One hundred percent SDV, the comparison of each data point on every case report form (CRF) to subject medical records, may not be appropriate for most large, multi-center trials. Targeted SDV—the verification of critical trial data, including study endpoints—has the potential to improve safety oversight, data quality, regulatory compliance, protocol adherence, and overall trial validity while reducing costs and the time to database lock for large, multi-center trials.

The Guidance on Good Clinical Practices (GCP), developed by the International Conference on Harmonization (ICH), requires that trial monitors have access to and can review source documents. This guidance, ICH E6, has been adopted by both the Food and Drug Administration (FDA) in the US Code of Federal Regulations (CFR) under Title 21 and by the European Union (EU) as part of the EU directive on clinical trials. Guidance ICH E6 and the regulatory authorities that have adopted it, refer to source documents (i.e., primary health records, in the sections on investigators, sponsors, trial protocols, and essential documents).

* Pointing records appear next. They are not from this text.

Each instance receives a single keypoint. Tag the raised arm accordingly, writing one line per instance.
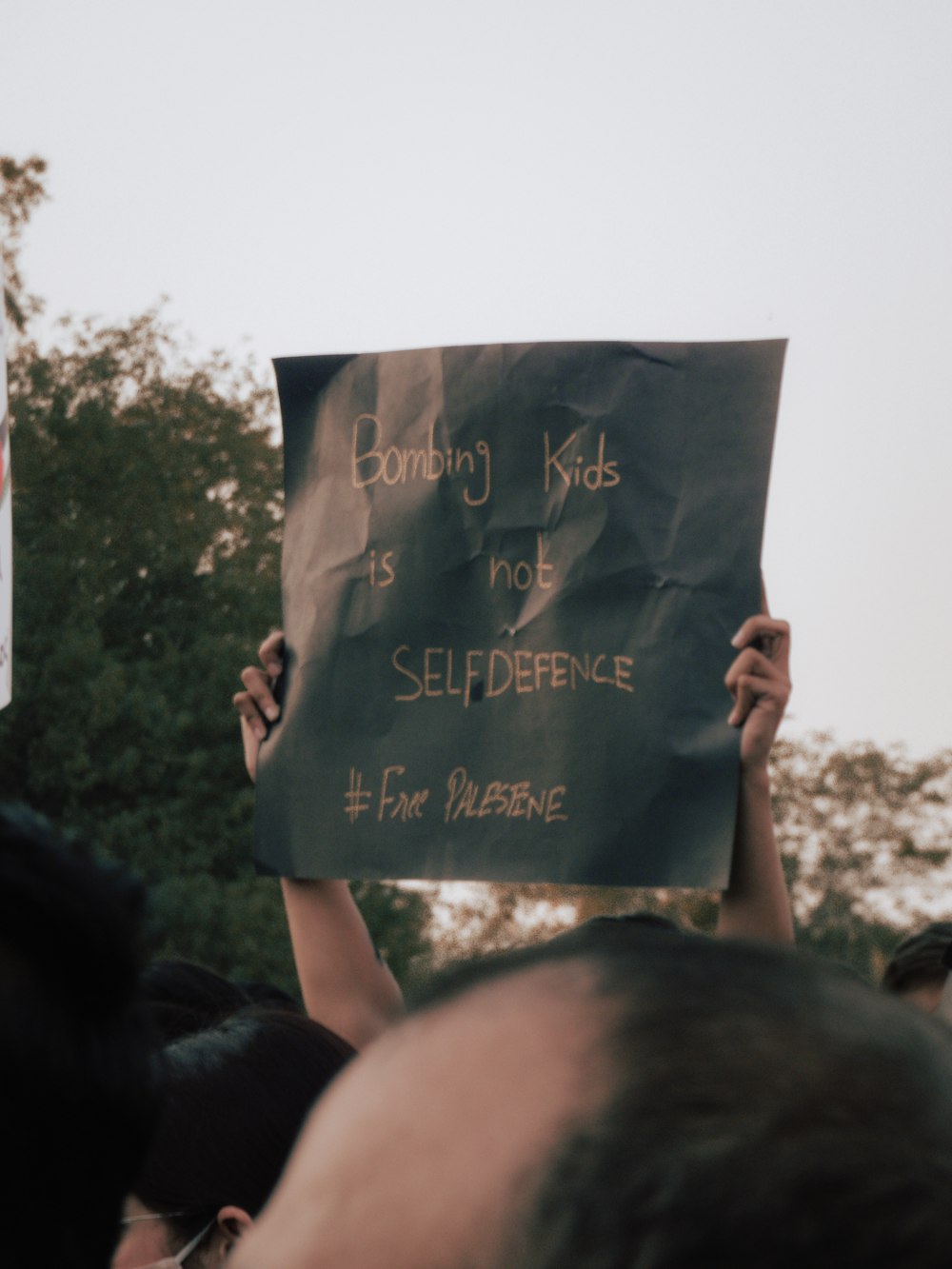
(343, 981)
(757, 903)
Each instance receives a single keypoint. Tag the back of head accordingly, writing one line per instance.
(234, 1100)
(75, 1051)
(183, 998)
(767, 1111)
(918, 961)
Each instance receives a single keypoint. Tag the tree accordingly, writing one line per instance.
(148, 522)
(21, 191)
(866, 838)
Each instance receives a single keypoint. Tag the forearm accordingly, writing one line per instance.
(345, 983)
(756, 903)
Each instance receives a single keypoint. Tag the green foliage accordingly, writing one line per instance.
(21, 190)
(148, 533)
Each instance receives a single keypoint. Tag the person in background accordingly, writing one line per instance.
(78, 1081)
(345, 982)
(235, 1096)
(918, 970)
(643, 1100)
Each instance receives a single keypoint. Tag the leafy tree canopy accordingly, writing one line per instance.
(148, 519)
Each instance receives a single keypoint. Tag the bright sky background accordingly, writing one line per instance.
(316, 176)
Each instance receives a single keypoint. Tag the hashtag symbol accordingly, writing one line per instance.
(357, 799)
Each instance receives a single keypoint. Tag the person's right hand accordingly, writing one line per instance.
(257, 705)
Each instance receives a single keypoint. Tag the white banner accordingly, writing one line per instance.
(6, 530)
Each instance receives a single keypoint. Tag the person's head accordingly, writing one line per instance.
(76, 1067)
(626, 1101)
(234, 1100)
(917, 970)
(183, 998)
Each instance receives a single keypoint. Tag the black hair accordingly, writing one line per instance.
(185, 998)
(918, 961)
(762, 1108)
(76, 1066)
(234, 1100)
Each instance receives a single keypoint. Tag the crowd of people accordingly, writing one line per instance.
(627, 1096)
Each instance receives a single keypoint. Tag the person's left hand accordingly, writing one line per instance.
(760, 683)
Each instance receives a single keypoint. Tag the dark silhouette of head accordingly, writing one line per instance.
(631, 1100)
(234, 1100)
(917, 968)
(75, 1048)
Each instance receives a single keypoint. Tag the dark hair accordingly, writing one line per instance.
(76, 1073)
(917, 962)
(765, 1109)
(185, 998)
(234, 1100)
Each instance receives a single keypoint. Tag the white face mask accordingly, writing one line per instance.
(181, 1257)
(190, 1246)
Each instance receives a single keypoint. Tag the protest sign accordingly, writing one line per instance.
(510, 578)
(6, 530)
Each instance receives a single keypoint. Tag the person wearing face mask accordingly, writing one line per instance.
(232, 1101)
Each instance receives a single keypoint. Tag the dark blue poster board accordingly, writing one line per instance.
(510, 578)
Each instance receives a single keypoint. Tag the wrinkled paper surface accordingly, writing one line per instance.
(510, 576)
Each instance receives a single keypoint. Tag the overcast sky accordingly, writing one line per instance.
(315, 176)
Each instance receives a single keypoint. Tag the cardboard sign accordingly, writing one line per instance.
(6, 530)
(510, 578)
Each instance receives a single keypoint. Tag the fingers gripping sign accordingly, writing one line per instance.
(257, 704)
(760, 682)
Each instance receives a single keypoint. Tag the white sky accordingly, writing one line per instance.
(316, 176)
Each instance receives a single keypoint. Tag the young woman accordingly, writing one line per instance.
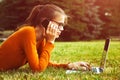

According to the E6 guidance, source documents must be kept in good order and investigators must make source documents available to the sponsor and monitors working on behalf of the sponsor. Investigators are responsible for ensuring that the data reported on CRFs is consistent with source documents,1 and the sponsor is responsible for ensuring that each subject has provided written consent to direct access to his or her medical records.2 Sponsors must also ensure that the trial protocol or other written agreement specifies that investigator(s)/institution(s) will allow trial-related monitoring3 and that the monitors verify the source documents are accurate, complete, up-to-date, and maintained.4

Source documents are used to achieve two explicit regulatory objectives: to document the existence of the subjects and to substantiate the integrity of trial data.5 Both objectives depend on effective SDV by monitors. The most effective strategies for SDV depend on the particulars of each clinical trial. While 100 percent SDV is not required by law, industry standards maintain 100 percent SDV as the most straightforward approach to regulatory compliance. However, the FDA guidelines for monitoring clinical trials states, "...the monitor should compare a representative number of subject records and other supporting documents to the investigator's report..."6

FDA guidelines explicitly refer to a representative number of subject records, not all subject records. The Department of Health and the Medical Research Council in the United Kingdom announced, "verifiable...does not imply that every item of data recorded must be supported by a source document or checked."7 The number of subjects, the experience of the clinical site, the clinical endpoints, and the nature of ancillary data are several of the factors that should be considered when developing a strategy and protocol for a project-specific SDV plan.

Effective targeted SDV

Under several conditions, targeted SDV may be more appropriate and effective than 100 percent SDV for large, multi-center trials. Targeted SDV prioritizes critical data and uses random sampling methods to select data for SDV during an on-site monitoring visit. Trials with many sites, and a large volume of data per site, may require a combination of targeted SDV and extensive statistical monitoring of data as it accrues to ensure the quality of the data generated.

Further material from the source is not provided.